Non aver rimosso nessuno degli strumenti della turbofinanziarizzazione sta mettendo a repentaglio -in Europa- la libertà delle scelte democratiche. Anche in Italia, dove il conto della crisi rischia di diventare sempre più insostenibile, scaricato sulle spalle di enti locali e contribuenti
di Alessandro Volpi* - 30 aprile 2012
Troppa incertezza; questo pare essere il tratto che sta caratterizzando da qualche tempo il governo Monti, la cui natura tecnica dovrebbe essere, invece, garanzia di estrema determinazione e soprattutto di grande efficacia.
Certo, a complicare in maniera pesante il quadro concorre l’instabilità generale e quella dei "mercati", che mostrano una cupa tendenza al ribasso, destinata a costituire un’ipoteca gravosa sugli scenari politici. Non aver rimosso nessuno degli strumenti della turbofinanziarizzazione sta mettendo a repentaglio la libertà delle scelte democratiche come testimoniano gli spread, "spaventati" dai risultati del primo turno delle elezioni presidenziali francesi.
La Commissione europea continua a consentire le vendite allo scoperto di titoli del debito pubblico, e sono rimasti in vita sia i derivati sintetici sui debiti sovrani sia la fiera dei credit default swap, che dovrebbero proteggere dai rischi di ribasso e sono diventati invece vere e proprie scommesse sul ribasso stesso. Il valore nominale dei derivati over the counter ha raggiunto i 708mila miliardi di dollari, il 18 per cento in più del 2010, e gran parte di questa montagna di carta è fatta di speculazioni su monete e Stati, fortemente cresciute proprio con la crisi.

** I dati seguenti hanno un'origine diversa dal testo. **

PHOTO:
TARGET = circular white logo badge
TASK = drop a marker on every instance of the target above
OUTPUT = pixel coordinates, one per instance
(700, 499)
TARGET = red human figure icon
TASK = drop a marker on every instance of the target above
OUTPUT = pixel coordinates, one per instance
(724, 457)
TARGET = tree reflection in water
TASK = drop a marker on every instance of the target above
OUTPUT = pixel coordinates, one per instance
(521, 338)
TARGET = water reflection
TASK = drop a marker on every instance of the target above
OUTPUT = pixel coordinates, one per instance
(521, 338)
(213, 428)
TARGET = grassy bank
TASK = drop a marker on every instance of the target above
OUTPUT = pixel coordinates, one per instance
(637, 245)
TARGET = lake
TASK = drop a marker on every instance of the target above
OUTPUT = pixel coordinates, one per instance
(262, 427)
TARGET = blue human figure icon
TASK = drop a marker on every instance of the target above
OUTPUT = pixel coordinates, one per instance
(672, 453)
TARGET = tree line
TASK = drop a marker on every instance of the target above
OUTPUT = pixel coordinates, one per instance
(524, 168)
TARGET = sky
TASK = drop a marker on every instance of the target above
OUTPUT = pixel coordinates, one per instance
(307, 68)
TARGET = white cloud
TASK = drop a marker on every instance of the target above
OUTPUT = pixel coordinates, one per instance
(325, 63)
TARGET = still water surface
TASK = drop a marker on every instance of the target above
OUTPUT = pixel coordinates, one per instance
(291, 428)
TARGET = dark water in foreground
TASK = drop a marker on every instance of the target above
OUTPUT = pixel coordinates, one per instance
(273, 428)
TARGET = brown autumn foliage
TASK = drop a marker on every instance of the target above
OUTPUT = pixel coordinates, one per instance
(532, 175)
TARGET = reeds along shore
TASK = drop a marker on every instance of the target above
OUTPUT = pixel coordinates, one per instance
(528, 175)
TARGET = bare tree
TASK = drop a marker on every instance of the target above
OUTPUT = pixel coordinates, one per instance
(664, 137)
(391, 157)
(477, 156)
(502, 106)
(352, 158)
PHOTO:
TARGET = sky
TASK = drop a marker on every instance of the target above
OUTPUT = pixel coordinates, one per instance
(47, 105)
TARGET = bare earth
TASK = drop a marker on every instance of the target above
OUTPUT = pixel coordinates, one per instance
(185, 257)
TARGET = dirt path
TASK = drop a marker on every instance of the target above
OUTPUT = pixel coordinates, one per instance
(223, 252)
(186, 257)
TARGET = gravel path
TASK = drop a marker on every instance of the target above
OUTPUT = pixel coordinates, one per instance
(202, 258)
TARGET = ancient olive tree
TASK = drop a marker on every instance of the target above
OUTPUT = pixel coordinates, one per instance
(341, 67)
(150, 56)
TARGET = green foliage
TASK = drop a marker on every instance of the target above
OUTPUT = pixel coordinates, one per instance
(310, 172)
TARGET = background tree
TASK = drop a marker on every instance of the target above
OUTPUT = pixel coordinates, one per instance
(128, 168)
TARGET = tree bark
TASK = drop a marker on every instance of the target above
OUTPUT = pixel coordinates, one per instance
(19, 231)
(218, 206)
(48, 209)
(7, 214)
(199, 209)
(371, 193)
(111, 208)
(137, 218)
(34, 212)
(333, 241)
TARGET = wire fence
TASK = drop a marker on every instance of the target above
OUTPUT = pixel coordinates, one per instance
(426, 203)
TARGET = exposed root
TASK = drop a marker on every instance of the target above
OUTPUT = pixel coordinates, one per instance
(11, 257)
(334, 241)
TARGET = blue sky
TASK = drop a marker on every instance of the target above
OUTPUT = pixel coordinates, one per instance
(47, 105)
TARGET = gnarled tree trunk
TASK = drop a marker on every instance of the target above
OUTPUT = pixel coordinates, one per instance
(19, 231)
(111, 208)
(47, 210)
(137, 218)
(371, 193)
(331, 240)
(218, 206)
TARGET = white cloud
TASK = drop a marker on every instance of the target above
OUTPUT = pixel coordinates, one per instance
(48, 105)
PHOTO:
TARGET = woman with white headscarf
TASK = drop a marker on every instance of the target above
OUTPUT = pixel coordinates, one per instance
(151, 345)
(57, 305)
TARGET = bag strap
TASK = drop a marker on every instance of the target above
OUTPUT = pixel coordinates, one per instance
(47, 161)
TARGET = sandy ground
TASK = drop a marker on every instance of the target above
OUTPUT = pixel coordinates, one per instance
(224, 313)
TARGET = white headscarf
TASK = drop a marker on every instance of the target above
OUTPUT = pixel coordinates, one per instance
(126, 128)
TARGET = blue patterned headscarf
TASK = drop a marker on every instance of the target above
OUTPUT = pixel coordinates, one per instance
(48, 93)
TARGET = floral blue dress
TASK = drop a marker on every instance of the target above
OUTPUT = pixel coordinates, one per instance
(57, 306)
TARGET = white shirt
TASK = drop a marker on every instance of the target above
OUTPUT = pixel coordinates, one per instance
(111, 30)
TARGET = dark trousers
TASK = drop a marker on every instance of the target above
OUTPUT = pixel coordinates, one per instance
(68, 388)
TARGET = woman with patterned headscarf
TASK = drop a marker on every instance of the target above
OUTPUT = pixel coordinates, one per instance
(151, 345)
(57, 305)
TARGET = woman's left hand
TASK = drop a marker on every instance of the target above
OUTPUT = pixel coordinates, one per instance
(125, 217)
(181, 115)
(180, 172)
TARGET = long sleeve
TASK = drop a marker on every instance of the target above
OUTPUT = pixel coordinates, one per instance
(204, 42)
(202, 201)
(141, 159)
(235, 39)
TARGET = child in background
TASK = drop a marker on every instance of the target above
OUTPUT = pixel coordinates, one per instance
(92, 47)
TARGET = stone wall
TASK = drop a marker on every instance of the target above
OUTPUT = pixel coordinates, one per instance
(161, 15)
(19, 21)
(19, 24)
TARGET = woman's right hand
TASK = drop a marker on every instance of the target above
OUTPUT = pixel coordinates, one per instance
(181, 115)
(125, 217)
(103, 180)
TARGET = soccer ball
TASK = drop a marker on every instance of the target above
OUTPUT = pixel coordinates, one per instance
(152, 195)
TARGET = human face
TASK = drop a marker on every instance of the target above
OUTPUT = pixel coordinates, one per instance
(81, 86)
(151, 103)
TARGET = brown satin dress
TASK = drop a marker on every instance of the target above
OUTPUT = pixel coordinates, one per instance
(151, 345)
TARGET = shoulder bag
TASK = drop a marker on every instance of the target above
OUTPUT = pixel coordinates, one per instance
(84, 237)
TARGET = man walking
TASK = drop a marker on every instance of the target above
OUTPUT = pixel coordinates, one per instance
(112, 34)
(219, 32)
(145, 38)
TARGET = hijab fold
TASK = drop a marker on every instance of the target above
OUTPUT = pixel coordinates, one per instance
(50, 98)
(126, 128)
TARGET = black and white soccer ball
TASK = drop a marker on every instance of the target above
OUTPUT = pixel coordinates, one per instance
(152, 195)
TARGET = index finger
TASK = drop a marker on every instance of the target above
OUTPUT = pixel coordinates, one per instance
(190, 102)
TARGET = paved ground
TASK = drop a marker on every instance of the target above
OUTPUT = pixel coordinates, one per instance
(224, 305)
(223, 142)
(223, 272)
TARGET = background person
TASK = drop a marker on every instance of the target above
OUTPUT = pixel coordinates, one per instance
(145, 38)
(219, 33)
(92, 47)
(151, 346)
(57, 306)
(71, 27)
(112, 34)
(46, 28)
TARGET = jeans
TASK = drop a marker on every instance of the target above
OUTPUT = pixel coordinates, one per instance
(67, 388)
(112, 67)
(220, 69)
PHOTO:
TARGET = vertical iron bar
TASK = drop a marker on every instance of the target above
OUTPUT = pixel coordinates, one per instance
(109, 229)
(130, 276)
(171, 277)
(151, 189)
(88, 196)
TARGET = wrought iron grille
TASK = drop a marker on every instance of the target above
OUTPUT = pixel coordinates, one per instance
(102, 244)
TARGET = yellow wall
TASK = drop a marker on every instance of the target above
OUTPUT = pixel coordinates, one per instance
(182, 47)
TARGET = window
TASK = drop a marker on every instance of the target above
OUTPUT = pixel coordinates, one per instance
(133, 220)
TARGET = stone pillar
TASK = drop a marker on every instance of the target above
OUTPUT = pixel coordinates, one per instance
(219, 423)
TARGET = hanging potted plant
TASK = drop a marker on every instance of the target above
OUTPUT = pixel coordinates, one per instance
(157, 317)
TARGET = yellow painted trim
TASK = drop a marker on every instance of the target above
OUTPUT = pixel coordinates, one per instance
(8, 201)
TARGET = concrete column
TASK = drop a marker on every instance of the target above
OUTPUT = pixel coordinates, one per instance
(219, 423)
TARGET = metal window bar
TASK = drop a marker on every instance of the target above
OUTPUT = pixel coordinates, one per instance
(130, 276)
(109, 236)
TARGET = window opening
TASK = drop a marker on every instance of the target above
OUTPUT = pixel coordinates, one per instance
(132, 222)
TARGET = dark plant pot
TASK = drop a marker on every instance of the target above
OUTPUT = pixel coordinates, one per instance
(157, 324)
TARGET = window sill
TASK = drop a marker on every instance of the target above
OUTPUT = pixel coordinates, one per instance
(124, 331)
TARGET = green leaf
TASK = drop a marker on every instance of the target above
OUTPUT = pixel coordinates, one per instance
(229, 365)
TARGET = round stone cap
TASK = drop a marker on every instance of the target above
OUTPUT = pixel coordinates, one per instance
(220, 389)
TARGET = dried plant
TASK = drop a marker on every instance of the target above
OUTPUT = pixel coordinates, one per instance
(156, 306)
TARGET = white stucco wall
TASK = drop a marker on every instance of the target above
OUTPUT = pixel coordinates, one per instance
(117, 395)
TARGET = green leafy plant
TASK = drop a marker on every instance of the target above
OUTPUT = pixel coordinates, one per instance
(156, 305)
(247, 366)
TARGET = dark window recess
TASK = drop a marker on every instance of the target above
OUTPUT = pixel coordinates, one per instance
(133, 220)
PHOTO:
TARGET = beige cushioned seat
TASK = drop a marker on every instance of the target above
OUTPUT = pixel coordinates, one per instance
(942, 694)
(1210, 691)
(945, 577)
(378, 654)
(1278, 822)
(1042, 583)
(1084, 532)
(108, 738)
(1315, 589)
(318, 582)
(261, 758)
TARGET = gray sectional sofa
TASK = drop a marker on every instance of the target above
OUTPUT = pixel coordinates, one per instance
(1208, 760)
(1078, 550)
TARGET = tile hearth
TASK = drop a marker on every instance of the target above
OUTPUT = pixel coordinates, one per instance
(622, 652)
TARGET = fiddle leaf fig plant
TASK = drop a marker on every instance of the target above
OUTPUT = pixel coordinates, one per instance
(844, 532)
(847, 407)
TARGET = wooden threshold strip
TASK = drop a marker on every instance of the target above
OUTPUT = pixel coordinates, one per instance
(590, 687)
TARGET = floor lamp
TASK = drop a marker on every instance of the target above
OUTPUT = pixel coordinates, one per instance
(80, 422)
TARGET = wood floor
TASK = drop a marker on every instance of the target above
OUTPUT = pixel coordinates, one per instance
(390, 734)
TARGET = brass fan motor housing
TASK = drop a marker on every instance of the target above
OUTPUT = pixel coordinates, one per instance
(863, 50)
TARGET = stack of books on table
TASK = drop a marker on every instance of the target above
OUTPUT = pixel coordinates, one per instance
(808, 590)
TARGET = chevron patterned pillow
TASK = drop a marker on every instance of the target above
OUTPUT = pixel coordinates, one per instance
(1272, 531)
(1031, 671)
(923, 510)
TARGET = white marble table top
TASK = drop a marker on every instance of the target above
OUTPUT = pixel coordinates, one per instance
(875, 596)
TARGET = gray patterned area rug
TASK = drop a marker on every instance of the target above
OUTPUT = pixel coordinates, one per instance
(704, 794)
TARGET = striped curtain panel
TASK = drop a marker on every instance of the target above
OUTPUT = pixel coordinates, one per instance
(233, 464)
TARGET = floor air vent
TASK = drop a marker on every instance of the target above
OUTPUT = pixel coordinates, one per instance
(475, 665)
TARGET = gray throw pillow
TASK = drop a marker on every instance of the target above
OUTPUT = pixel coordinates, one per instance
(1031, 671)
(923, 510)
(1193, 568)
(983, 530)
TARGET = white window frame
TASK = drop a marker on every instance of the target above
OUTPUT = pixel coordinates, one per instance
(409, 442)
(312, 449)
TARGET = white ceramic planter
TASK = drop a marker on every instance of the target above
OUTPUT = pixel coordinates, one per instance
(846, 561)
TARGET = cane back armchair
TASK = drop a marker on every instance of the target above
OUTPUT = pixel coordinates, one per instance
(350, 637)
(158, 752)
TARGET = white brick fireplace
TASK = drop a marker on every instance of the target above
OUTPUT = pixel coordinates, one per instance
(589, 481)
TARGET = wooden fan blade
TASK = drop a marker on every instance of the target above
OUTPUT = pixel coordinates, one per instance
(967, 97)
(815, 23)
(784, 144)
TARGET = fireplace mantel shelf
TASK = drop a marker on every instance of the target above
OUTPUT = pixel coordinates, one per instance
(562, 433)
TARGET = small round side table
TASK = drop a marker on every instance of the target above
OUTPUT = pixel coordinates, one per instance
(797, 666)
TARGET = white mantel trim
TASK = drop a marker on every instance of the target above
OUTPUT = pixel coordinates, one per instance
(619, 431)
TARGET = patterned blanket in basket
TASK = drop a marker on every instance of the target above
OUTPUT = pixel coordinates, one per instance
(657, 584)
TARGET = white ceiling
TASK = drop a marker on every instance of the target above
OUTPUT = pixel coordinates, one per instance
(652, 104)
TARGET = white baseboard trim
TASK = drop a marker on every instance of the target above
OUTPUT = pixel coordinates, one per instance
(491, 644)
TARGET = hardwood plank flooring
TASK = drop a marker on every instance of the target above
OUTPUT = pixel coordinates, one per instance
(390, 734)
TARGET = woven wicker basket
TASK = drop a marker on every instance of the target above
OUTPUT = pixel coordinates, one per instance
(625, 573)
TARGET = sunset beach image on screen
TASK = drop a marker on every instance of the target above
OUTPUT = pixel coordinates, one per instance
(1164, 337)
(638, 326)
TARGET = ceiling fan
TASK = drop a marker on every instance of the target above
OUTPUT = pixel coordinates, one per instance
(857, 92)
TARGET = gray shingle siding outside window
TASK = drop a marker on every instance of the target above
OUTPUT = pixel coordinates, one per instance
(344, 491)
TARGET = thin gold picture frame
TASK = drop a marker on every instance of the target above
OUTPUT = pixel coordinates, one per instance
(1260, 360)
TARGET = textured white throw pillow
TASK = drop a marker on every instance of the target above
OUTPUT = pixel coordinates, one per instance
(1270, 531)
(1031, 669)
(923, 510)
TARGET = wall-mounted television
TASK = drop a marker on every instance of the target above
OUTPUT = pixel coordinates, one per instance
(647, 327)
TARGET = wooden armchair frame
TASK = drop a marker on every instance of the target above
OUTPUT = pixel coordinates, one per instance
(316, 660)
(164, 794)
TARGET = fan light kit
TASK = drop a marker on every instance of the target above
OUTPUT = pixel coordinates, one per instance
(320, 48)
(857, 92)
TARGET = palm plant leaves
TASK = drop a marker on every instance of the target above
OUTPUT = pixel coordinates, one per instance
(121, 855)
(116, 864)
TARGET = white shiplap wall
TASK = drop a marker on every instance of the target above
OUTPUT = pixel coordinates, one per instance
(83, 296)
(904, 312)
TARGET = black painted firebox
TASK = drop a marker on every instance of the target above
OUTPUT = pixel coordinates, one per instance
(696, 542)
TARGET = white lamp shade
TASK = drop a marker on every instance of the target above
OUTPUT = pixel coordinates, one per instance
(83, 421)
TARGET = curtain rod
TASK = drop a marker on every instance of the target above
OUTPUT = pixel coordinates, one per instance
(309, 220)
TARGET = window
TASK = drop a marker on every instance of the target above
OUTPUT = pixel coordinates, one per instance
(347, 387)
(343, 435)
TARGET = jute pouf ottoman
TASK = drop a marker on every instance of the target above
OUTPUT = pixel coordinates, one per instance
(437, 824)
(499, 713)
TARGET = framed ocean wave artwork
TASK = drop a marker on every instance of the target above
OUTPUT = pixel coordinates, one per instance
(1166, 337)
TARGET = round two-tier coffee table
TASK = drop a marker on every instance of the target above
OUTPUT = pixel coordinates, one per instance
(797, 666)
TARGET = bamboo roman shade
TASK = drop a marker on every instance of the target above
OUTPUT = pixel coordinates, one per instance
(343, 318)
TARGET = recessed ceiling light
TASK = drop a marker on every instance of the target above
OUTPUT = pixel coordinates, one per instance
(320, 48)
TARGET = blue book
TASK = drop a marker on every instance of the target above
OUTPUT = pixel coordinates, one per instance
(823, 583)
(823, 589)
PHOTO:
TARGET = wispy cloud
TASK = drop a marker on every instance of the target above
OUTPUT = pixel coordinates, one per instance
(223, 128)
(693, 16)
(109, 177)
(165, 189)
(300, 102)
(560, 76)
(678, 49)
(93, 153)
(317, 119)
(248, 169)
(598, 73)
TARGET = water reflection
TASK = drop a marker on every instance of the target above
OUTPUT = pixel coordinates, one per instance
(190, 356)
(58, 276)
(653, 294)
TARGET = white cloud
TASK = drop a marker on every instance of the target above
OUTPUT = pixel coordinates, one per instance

Le prime 10 banche Usa hanno fatto utili in un solo trimestre per 20 miliardi di dollari, conseguiti scommettendo al ribasso sull'euro e sui debiti europei. È evidente che i mercati finanziari utilizzano gli strumenti di cui dispongono per scommettere contro le democrazie, dopo aver tratto dagli Stati le risorse per i salvataggi delle banche stesse. Se non si rimuovono tali strumenti la libertà delle scelte democratiche sarà sempre in pericolo. E i contribuenti dovranno finanziare le perdite, pari a 160 miliardi di euro per ogni seduta di borsa negativa.
In un simile circuito vizioso, le stime relative alla consistenza delle manovre di risanamento dei conti pubblici sono sempre carenti: ogni seduta di Borsa che lascia sul campo decine di miliardi di euro e ogni asta che impone rendimenti lievitati costringono i governi a chiedere nuovi sacrifici ai propri contribuenti. Se poi il numero dei Paesi sotto attacco cresce e coinvolge persino triple A, come l’Olanda, o colossi del calibro francese, senza che l’eurozona si sia dotata di uno scudo protettivo sufficientemente esteso, allora i margini dell’incertezza diventano vastissimi.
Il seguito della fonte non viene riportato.